In this study, we assessed the effectiveness of inflammatory markers to diagnose and monitor the treatment of osteomyelitis in the diabetic foot. We evaluated 35 consecutive patients admitted to our hospital with infected foot ulcers. Patients were divided in two groups based on the results of bone culture and histopathology: osteomyelitis and no osteomyelitis. The erythrocyte sedimentation rate (ESR), C-reactive protein (CRP), procalcitonin (PCT), interleukin-6 (IL-6), interleukin-8 (IL-8), tumor necrosis factor alpha (TNFα), monocyte chemotactic protein-1 (MCP-1) and macrophage inflammatory protein-1 alpha (MIP1α) were measured at baseline after 3 and 6 weeks of standard therapy. PCT levels in the osteomyelitis group were significantly higher at baseline than in the group with no osteomyelitis (P = 0·049). There were no significant differences between the two groups in the levels of the other markers. CRP, ESR, PCT and IL-6 levels significantly declined in the group with osteomyelitis after starting therapy, while MCP-1 increased (P = 0·002). TNFα and MIP1α levels were below range in 80 out of 97 samples and therefore not reported. Our results suggest that PCT might be useful to distinguish osteomyelitis in infected foot ulcers. CRP, ESR, PCT and IL-6 are valuable when monitoring the effect of therapy.

Comparison Between Tc-99m WBC SPECT/CT and MRI for the Diagnosis of Biopsy-proven Diabetic Foot Osteomyelitis.

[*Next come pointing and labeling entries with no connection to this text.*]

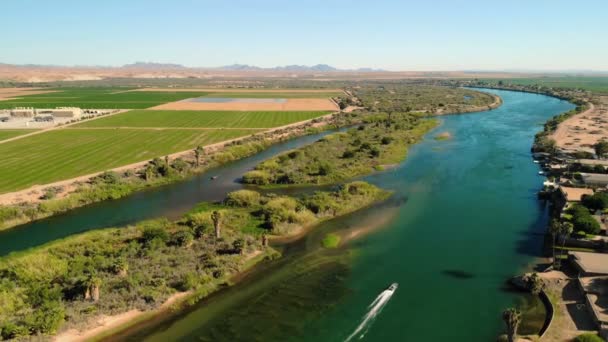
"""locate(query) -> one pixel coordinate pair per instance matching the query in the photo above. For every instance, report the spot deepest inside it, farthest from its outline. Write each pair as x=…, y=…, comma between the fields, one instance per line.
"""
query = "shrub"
x=588, y=337
x=597, y=201
x=243, y=198
x=348, y=154
x=386, y=140
x=256, y=177
x=154, y=233
x=183, y=238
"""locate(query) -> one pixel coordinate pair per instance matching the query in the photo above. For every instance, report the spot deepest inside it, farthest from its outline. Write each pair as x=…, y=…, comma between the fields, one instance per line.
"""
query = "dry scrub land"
x=582, y=131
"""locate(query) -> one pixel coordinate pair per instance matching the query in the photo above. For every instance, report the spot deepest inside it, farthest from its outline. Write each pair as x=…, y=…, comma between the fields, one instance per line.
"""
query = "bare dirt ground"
x=571, y=317
x=238, y=90
x=33, y=194
x=9, y=93
x=288, y=105
x=581, y=131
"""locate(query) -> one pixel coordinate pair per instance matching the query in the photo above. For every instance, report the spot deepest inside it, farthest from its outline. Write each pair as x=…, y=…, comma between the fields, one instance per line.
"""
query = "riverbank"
x=104, y=326
x=445, y=210
x=44, y=201
x=140, y=267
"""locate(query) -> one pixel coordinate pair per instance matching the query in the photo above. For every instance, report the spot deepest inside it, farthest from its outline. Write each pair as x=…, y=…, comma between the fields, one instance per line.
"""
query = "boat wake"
x=374, y=310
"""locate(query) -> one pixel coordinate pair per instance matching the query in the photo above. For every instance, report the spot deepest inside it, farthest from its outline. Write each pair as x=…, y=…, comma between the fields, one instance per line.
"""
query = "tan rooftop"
x=575, y=194
x=591, y=263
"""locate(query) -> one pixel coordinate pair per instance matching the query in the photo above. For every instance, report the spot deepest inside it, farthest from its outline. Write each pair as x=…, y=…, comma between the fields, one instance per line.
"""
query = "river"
x=464, y=219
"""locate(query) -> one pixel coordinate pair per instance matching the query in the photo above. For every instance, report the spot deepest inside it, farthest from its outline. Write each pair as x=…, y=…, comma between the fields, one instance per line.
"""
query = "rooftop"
x=593, y=263
x=575, y=194
x=592, y=162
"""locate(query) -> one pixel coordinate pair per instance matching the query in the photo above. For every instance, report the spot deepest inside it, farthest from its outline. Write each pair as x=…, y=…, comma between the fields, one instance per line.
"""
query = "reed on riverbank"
x=71, y=282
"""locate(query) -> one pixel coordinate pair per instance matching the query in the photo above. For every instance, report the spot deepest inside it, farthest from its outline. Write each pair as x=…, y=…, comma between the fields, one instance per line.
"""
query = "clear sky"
x=394, y=35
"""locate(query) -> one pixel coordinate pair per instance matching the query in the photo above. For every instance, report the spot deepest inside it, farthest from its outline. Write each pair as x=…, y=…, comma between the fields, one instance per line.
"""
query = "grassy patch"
x=344, y=155
x=188, y=118
x=10, y=133
x=276, y=95
x=63, y=154
x=331, y=241
x=111, y=98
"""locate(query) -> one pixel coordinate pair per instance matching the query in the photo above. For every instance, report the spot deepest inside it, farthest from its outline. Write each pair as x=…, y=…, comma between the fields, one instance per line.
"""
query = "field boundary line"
x=9, y=198
x=52, y=128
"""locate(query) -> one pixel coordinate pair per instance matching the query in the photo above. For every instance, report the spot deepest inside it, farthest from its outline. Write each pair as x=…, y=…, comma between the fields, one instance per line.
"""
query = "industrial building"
x=59, y=112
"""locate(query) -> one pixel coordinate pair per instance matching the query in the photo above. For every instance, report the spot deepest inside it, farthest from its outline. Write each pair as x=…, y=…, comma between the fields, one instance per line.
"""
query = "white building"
x=23, y=112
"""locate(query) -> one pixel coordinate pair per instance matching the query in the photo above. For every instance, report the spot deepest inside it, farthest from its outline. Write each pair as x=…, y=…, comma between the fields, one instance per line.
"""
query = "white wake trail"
x=374, y=310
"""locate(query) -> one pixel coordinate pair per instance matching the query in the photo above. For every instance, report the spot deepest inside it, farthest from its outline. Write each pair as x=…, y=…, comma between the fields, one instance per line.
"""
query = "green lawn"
x=9, y=133
x=121, y=97
x=64, y=154
x=187, y=118
x=98, y=98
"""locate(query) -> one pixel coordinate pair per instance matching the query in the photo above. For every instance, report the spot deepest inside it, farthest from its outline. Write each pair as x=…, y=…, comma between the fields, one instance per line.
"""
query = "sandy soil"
x=571, y=317
x=581, y=131
x=239, y=90
x=9, y=93
x=102, y=324
x=32, y=194
x=59, y=127
x=289, y=105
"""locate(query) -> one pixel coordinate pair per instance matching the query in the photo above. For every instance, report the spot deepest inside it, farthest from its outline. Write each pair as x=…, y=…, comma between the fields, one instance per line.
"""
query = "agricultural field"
x=107, y=98
x=284, y=95
x=132, y=98
x=203, y=119
x=67, y=153
x=10, y=133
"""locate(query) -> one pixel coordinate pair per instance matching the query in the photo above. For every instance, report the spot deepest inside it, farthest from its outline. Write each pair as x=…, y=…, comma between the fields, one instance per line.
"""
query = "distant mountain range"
x=247, y=67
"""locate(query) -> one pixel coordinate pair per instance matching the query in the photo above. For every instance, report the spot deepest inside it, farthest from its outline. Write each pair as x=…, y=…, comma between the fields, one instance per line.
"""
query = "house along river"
x=428, y=265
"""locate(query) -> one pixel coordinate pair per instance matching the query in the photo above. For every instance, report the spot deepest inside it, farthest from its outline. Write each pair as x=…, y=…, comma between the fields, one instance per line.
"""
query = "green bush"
x=243, y=198
x=256, y=177
x=597, y=201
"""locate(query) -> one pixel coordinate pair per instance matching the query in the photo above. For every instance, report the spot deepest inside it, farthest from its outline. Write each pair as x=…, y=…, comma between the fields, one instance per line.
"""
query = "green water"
x=464, y=218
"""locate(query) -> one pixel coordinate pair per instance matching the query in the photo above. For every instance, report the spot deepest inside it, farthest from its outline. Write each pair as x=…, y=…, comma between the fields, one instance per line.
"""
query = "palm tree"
x=563, y=230
x=512, y=318
x=198, y=152
x=216, y=217
x=91, y=288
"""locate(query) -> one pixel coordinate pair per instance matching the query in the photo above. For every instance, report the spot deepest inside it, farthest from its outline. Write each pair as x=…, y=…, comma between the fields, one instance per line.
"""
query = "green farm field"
x=64, y=154
x=191, y=119
x=126, y=98
x=276, y=95
x=10, y=133
x=110, y=98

OBJECTIVE: Magnetic resonance imaging (MRI) is the recommended diagnostic imaging technique for diabetic foot osteomyelitis (DFO), with a reported accuracy of 79%. The gold standard to diagnose osteomyelitis is bone biopsy, with a positive culture and/or histopathology findings consistent with osteomyelitis. The purposes of this study are to assess the accuracy of technetium-99m (Tc-99m) labeled white blood cell (WBC) single-photon emission computed tomography/computed tomography (SPECT/CT) hybrid imaging for diagnosing DFO confirmed by bone biopsy and to compare that to the diagnostic accuracy of an MRI. MATERIALS AND METHODS: The authors performed a retrospective chart review of 166 patients who received a bone biopsy to confirm the diagnosis of a suspected DFO at a large municipal hospital between 2010 and 2013. Patients were selected on the basis of whether they received an MRI or a SPECT/CT. Patients whose scans were not within a clinically relevant time frame of the biopsy were excluded. Imaging results were correlated with probability of osteomyelitis determined by bone biopsy. RESULTS: For inclusion criteria, 110 patients met the study's criteria: 52 SPECT/CT patients and 58 MRI patients. The sensitivity, specificity, positive predictive value, and negative predictive value of SPECT/CT were 89%, 35%, 74%, and 60%, respectively; the corresponding values for MRI were 87%, 37%, 74%, and 58%, respectively. There were no significant differences in accuracy of diagnosing DFO between imaging techniques. CONCLUSION: This data suggests that the diagnostic accuracy of SPECT/CT imaging in DFOs is similar to an MRI.